What the ...?
Everybody has been having a good laugh
over this post by Joe Klein
Andrew Sullivan is my friend. I admire many things about him, but given the superficialities of blog life, I sometimes forget just how fabulously profound he can be. This, on Good Friday, is a reminder.
Which refers to Sullivan's A "Rigorous" Theology
. But try making sense of it. Take this passage, for instance: (emp add)
... the ultimate test of religion for a non-atheist is not: is this or that religion useful? Or even: is it necessary?
It is, rather: is it true? (...)
My own view is that if Christianity is a useful lie then it should be abandoned by thinking people. If being a Christian requires one to believe literally that the world was created de novo 6,000 years ago, or that our species literally emerged one day from an actual garden of Eden, then I am not a Christian. It's my view that if something is not true, it cannot be countermanded by a God who is Truth itself. And so a sincere modern believer has no choice but to make distinctions between kinds of truths - metaphorical, spiritual ones and empirical, literal ones.
We cannot deny Darwin without also denying God, to put it provocatively, since God cannot be in contravention of Truth.

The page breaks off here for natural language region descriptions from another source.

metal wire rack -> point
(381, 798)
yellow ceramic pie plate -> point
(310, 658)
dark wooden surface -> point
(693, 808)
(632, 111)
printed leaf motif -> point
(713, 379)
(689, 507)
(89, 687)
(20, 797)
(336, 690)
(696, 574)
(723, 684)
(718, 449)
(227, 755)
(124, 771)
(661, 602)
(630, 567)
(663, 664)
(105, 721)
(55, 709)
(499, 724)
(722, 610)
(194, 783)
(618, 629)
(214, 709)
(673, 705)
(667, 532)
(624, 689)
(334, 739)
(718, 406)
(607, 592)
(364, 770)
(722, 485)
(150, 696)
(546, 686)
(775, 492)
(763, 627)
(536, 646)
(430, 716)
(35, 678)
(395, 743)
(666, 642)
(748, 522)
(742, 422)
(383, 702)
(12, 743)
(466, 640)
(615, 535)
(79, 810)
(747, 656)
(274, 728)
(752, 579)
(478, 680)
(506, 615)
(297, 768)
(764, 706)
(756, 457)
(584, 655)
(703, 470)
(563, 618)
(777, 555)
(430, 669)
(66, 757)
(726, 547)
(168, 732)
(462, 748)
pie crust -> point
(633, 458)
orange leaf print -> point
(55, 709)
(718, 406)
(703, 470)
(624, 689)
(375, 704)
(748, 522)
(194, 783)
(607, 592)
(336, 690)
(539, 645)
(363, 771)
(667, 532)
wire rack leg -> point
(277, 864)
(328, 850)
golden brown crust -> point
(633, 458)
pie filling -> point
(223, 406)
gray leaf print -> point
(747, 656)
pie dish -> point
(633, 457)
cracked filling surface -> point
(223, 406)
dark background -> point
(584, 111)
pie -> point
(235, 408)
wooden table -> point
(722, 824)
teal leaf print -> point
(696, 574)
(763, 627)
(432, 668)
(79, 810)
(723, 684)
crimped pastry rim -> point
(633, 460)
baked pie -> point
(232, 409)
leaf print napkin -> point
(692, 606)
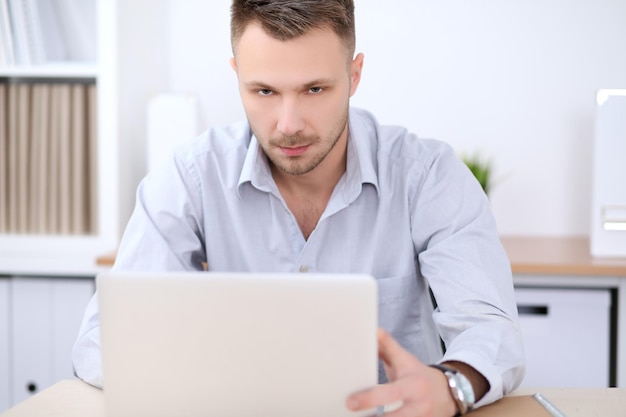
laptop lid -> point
(236, 344)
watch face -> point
(466, 389)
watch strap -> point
(452, 375)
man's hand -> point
(423, 391)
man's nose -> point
(290, 119)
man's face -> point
(295, 94)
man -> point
(308, 184)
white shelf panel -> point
(51, 255)
(52, 70)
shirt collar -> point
(361, 164)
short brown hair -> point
(289, 19)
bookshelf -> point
(127, 62)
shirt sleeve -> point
(468, 271)
(164, 233)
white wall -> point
(513, 79)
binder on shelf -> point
(65, 122)
(78, 157)
(52, 223)
(92, 157)
(12, 183)
(4, 159)
(33, 160)
(23, 138)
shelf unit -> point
(132, 65)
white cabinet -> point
(4, 343)
(44, 318)
(131, 65)
(567, 336)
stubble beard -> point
(300, 165)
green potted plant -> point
(481, 168)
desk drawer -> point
(566, 336)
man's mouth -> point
(294, 151)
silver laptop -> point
(214, 344)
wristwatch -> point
(460, 388)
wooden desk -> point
(74, 398)
(559, 256)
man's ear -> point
(356, 67)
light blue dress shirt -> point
(407, 211)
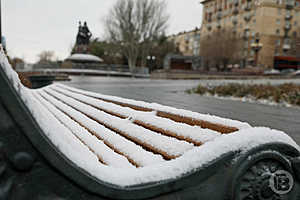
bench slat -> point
(193, 119)
(136, 153)
(105, 154)
(193, 134)
(166, 146)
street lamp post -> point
(0, 23)
(151, 62)
(256, 46)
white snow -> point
(167, 109)
(194, 133)
(84, 57)
(136, 153)
(171, 146)
(60, 130)
(106, 154)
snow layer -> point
(171, 110)
(161, 143)
(192, 159)
(194, 133)
(84, 57)
(134, 152)
(106, 154)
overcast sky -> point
(31, 26)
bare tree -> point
(46, 56)
(134, 24)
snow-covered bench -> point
(60, 142)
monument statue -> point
(84, 35)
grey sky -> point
(31, 26)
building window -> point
(246, 44)
(278, 21)
(278, 42)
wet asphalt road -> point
(171, 93)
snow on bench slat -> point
(167, 146)
(193, 134)
(106, 154)
(166, 109)
(128, 148)
(78, 153)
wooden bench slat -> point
(106, 155)
(166, 146)
(134, 152)
(175, 117)
(149, 120)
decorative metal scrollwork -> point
(256, 182)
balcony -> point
(288, 16)
(247, 17)
(287, 27)
(219, 15)
(236, 2)
(208, 26)
(235, 11)
(234, 21)
(246, 35)
(248, 7)
(286, 47)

Even though Sullivan gives passing note to the realities of oral traditions he subsequently wastes time on differences in details between the Gospels - which may explain why his post is confusing. Or maybe it allows him to evade hard questions about his faith. For instance, he writes:
the Bible tells us all sorts of contradictory things: Jesus is tangibly physically resurrected; he is strangely altered; those close to him can see him after his death and yet not recognize him at all on the road to Emmaus. These cannot all be literally true and yet they all point to a mystery at the core of our faith: He is risen.
A simpler explanation for all the conflicting stories is that none of them are accurate. Sullivan won't go near that, and instead, takes refuge in the safety of "mystery" which is basically an evasion.
But let's get back to the Truth business. God is presumably an agent of some sort. Truth is, at best, a collection of true statements (however you want to determine them - via empiricism or revelation or Harry Potter books). But to write, as Sullivan does, about an agent
that IS a collection of statements
is bizarre. It doesn't parse. But that doesn't stop Sullivan. Towards the end he writes:
Does a force exist that is behind everything we are and see and know? Is that force benign? Does that force love us? Was the only way that truth could be revealed was by God becoming man and sacrificing himself to show us the only way to save ourselves?
... I say yes to these questions ...
So now we have a God who is Truth and "a force". For someone who writes a lot about truth, where is the empirical support for this "force". So far, physics hasn't found it - or needed to.
Anyway, Joe Klein thought it was really great stuff. Profound. Go figure.